B.H. Fairchild reviews Body Painting

Body Painting Jane Hilberry. Red Hen (CDC, dist.) $13.95 (72 p) ISBN 1-59709-013-1

If this is the book of the body, its lineaments are those of not only erotic but spiritual desire. Here friends and lovers, mothers and children, intermingle as in the morning light and shadow of a forgotten room, and the source of that light is Hilberry's very distinctive lyric voice, constantly surprising us with its subdued wit and deep understanding of what it means to be human.

Publishers Weekly reviews Bestiary

Bestiary Elise Paschen. Red Hen (CDC, dist.), $16.95 (80p) ISBN 978-1-56709-131-2

The passionate, yet controlled, third volume from Paschen (Infidelities) pursues the likenesses between human beings and other sorts of beasts: Paschen watches domestic animals, visits zoos and backyards, and records the instincts that animate her, as lover, mother, daughter and citizen. Husband and wife "share a wedded habitat"; a mother breastfeeding her daughter "would like to buzz/ into the orchid of your ear," while a manatee looks to the poet like "a mistaken mermaid,/ on the brink of vanishing from sight." Paschen offers sonnets, villanelles and even a ghazal, in which butterflies in an exhibit "invent a sky beneath the dome." Readers might remember not the moments of pure description, but the difficult emotions Paschen describes in her poems about marital love, motherhood and finally a daughter's grief.

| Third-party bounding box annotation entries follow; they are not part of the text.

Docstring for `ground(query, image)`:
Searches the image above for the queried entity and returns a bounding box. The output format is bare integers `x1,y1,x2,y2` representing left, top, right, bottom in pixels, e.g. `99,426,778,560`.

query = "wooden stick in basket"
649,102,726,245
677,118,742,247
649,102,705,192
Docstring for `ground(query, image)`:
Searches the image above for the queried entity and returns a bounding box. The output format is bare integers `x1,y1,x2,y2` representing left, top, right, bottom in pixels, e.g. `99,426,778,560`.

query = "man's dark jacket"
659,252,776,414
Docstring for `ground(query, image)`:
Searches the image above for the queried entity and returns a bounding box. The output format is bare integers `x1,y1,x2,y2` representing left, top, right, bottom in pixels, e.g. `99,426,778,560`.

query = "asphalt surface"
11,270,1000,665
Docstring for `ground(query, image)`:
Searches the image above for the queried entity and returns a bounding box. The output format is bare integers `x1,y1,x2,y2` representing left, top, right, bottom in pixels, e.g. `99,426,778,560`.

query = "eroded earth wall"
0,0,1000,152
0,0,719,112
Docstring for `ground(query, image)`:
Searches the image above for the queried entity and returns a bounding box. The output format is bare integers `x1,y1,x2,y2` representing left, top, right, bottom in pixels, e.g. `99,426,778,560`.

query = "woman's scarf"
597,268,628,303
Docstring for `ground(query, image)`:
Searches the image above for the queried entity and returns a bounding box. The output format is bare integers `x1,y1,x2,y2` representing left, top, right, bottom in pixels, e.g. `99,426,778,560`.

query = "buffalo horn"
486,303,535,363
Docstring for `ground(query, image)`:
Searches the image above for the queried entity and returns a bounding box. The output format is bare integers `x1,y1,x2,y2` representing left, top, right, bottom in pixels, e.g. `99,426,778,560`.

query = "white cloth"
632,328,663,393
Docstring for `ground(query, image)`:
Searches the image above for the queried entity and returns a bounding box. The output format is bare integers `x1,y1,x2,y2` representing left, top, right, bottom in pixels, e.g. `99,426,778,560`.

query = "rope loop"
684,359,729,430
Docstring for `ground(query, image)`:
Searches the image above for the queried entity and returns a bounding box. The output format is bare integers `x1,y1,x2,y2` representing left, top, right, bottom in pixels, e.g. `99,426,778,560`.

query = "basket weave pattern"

The urn with her father's ashes dominates one poem, and her late mother's career as a ballet dancer takes over another: "Mother, when I was young, I watched/ you from the wings and saw the sweat," Paschen writes, saw "your gasp/ for breath. I thought it was your last." If we are animals, Paschen suggests, we are the animals who look hard at one another, the animals who remember and who mourn. (Jan.)